Kinkaku-ji is offically named Rokuon-ji. One of the top 3 tourist spots in Kyoto, it’s popular among foreigners and Japanese alike. I’ll tell you about points to see while visiting Kinkaku-ji. As Kyoto is full of tourist spots, you may want to visit as many as possible. Let’s enjoy your visit efficiently while focusing on important points to see.

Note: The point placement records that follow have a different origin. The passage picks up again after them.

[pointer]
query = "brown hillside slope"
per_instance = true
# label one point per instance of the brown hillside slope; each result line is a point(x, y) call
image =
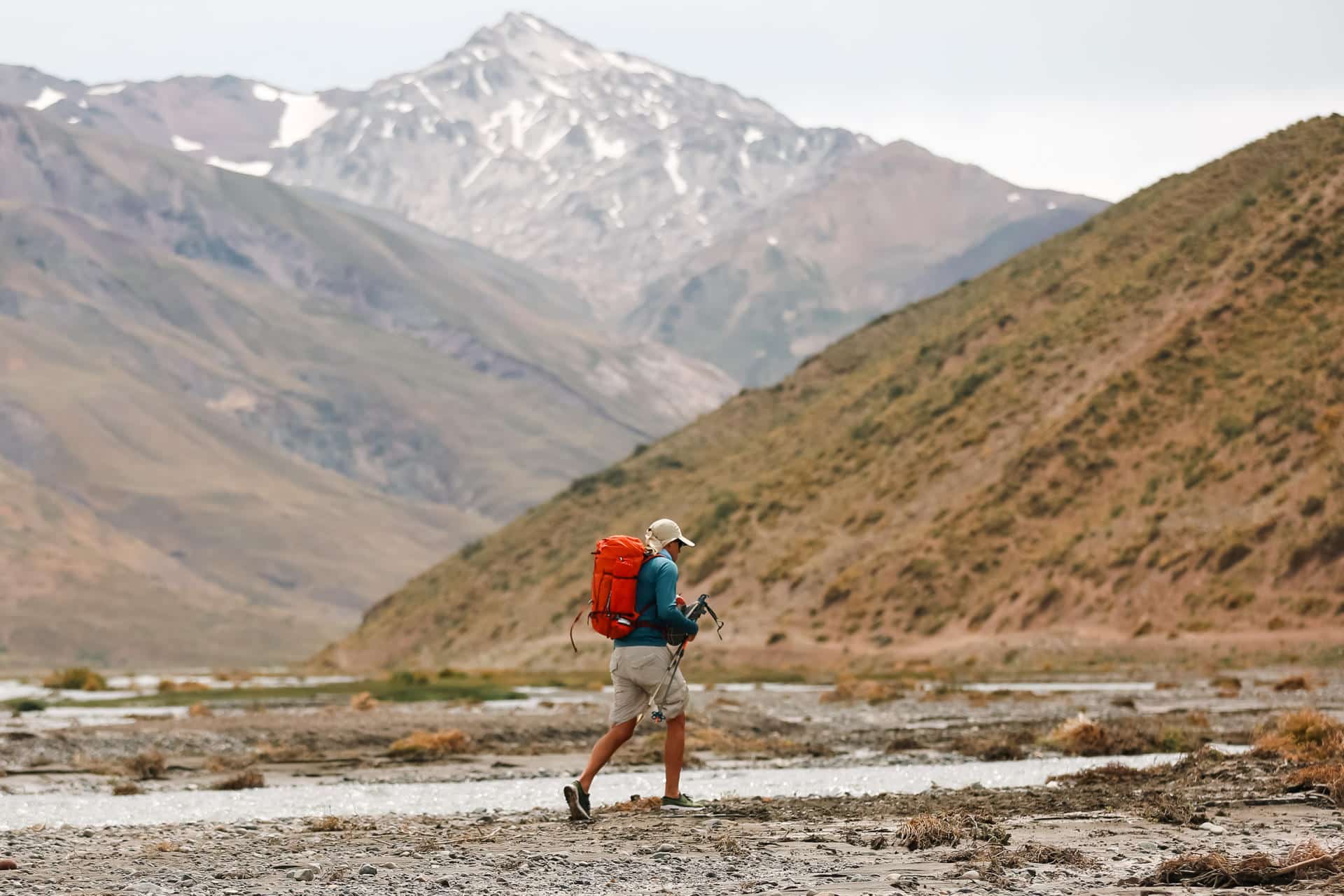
point(1129, 431)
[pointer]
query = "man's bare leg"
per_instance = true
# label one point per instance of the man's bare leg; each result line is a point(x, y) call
point(606, 747)
point(672, 752)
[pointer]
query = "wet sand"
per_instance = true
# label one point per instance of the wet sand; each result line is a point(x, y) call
point(739, 846)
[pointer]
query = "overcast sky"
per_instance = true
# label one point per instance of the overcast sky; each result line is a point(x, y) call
point(1091, 96)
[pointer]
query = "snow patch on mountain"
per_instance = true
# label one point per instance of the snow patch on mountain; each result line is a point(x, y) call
point(252, 168)
point(46, 99)
point(304, 113)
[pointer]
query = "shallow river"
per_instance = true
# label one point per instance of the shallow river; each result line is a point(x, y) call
point(475, 797)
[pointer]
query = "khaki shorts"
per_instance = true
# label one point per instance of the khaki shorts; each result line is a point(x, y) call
point(638, 672)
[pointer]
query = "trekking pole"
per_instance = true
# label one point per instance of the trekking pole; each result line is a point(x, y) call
point(695, 612)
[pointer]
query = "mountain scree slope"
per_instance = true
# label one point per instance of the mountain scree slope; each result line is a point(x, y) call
point(1129, 433)
point(225, 396)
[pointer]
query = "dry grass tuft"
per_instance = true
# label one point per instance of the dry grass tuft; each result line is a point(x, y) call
point(866, 690)
point(1303, 735)
point(168, 685)
point(727, 846)
point(638, 804)
point(242, 780)
point(424, 746)
point(1168, 809)
point(1081, 736)
point(147, 766)
point(924, 832)
point(993, 862)
point(76, 679)
point(1108, 774)
point(229, 762)
point(1294, 682)
point(1306, 862)
point(1326, 778)
point(284, 752)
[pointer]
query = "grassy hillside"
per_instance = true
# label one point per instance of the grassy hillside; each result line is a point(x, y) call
point(261, 402)
point(888, 229)
point(1126, 434)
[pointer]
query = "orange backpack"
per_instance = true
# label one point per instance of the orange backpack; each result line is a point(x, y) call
point(616, 571)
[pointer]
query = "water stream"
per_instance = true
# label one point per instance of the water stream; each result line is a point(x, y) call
point(521, 794)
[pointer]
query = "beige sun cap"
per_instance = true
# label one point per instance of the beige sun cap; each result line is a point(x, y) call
point(666, 532)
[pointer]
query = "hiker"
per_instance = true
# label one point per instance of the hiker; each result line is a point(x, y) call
point(640, 664)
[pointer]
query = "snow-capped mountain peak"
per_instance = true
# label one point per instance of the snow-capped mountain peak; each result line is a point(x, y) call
point(590, 164)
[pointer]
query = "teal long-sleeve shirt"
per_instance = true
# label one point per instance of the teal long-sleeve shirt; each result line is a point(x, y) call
point(655, 598)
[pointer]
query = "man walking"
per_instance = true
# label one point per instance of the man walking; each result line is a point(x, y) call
point(640, 664)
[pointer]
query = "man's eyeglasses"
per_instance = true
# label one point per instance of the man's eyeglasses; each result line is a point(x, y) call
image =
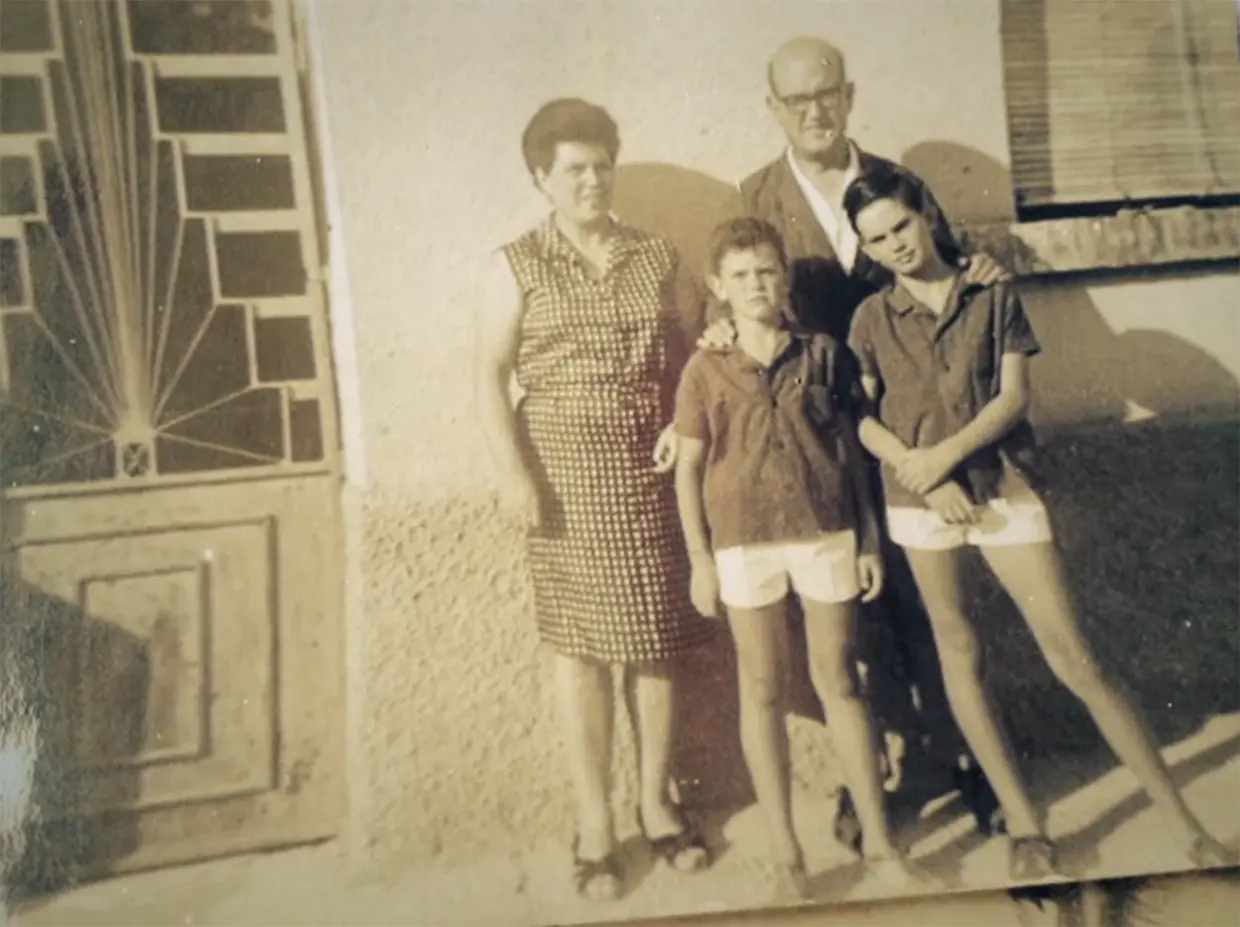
point(800, 103)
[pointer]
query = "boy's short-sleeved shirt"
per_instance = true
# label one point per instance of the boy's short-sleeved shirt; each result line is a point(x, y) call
point(774, 465)
point(936, 372)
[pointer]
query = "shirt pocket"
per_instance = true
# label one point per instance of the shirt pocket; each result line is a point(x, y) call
point(821, 409)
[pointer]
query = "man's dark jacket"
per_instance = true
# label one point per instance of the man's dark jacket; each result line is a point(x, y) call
point(825, 295)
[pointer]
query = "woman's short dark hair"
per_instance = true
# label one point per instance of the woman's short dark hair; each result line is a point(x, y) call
point(567, 120)
point(877, 184)
point(744, 234)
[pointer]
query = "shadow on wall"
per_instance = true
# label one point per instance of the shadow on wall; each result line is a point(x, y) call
point(53, 661)
point(1148, 514)
point(1086, 369)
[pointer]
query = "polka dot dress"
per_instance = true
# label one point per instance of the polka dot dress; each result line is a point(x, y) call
point(609, 566)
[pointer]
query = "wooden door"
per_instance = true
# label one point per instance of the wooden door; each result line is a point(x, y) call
point(169, 454)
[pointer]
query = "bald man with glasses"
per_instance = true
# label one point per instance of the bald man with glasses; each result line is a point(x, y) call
point(801, 193)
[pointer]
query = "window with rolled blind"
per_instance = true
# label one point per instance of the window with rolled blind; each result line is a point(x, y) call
point(1121, 102)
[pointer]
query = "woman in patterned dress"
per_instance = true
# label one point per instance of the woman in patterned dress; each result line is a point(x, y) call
point(590, 316)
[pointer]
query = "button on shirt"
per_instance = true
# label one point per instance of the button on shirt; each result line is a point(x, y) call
point(831, 215)
point(773, 472)
point(936, 372)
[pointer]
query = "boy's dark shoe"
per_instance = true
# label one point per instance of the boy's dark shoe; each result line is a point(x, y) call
point(978, 797)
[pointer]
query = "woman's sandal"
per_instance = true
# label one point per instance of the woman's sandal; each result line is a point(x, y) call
point(791, 883)
point(1208, 853)
point(1031, 859)
point(673, 848)
point(592, 871)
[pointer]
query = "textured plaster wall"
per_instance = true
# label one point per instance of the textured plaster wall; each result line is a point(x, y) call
point(453, 747)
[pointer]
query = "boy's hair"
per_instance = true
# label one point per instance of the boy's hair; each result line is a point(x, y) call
point(743, 234)
point(882, 182)
point(567, 120)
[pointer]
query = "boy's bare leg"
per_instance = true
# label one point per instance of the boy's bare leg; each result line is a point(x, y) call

1. Before entering the temple

The first highlight is the exterior of the temple. Its surrounding earthen wall has 5 lines drawn, which indicate the rank of the temple. The 5 lines mean this is a high temple. Let’s look the stately tiles and mud wall and heighten your expectations.

2. Savoring the grounds

The 2nd highlight is the bell tower and large pine trees on the grounds. It costs 200 yen to ring the bell, so let’s feel nostalgic after ringing once. There is a large pine tree called “Pine of the land boat.” This boat-shaped tree was said to be a transplanted from Ashikaga Yoshimitsu’s bonsai. You may be surprised that a bonsai has turned into such a large tree. Further ahead, there are 2 ponds related to Yoshimitsu. Gingasen was used for tea water while Gangasui was used for washing hands. You can enjoy both, which are surrounded by rocks, moss, and trees.

3. Multistoried building!

The third highlight is the beautiful building covered in gold leaf. The first floor, called The Chamber of Dharma Waters, is rendered in shinden-zukuri style, the second floor is choondo in the samurai residence style, and third floor is a Zen Buddhist sanctum structure. Especially, the second and third floors, covered in gold leaf, is a must-see. Its reflection on the pond is absolutely beautiful. On the top the Golden Phoenix shines against the changing colors of leaves and the snowy scene. With a combination with Kitayama, it creates a spectacular landscape with different expressions at each season, which is overwhelmingly popular.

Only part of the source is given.